Almost immediately both her roommate and her wealthy client are brutally assasinated, and Luciana runs for her life. With nowhere to hide, she turns to a handsome young monk, the only man immune to her charms, who harbors hopes of convincing her to give up her licentious life.
More murders force the two to flee Florence as they slowly realize that La Primavera is a coded puzzle that they must unravel if they hope to stay alive.
The Botticelli Secret is an exciting, bawdy, rollicking trip through the great cities of Italy, a most enjoyable journey.
And the interpretation of the figures and elements of this famous and much discussed painting is fascinating. It might even be true, as it's based on the work of the scholar Enrico Guidoni.
Whether true or not, it's certainly plausible within the confines of the novel and the painting. Also, all the buildings, places, and many of the characters mentioned are real.
I had a great time reading this novel just before seeing the painting in the Uffizi last month. La Primavera has always been one of my favorite Renaissance paintings and I never get tired of it.
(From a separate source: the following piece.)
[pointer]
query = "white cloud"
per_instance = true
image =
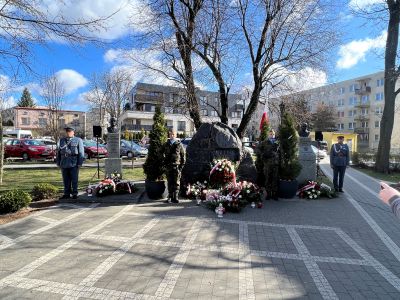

I first saw it "in person" when I was 20 and traveling around Europe on my own. All alone in the Botticelli room, I was stunned by its beauty and intrigued by its allegory.
(Today the Botticelli Room at the Uffizi in Florence is never empty, but if you go in the late afternoon, you won't have to fight the crowds of tourists and can spend all the time you want looking at this beautiful work.)
I've read many many interpretations of it over the years, but The Botticelli Secret is the most interesting and most coherent of them all.
It's a kind of high-brow DaVinci Code of a novel with surprises and twists that you won't be able to put down.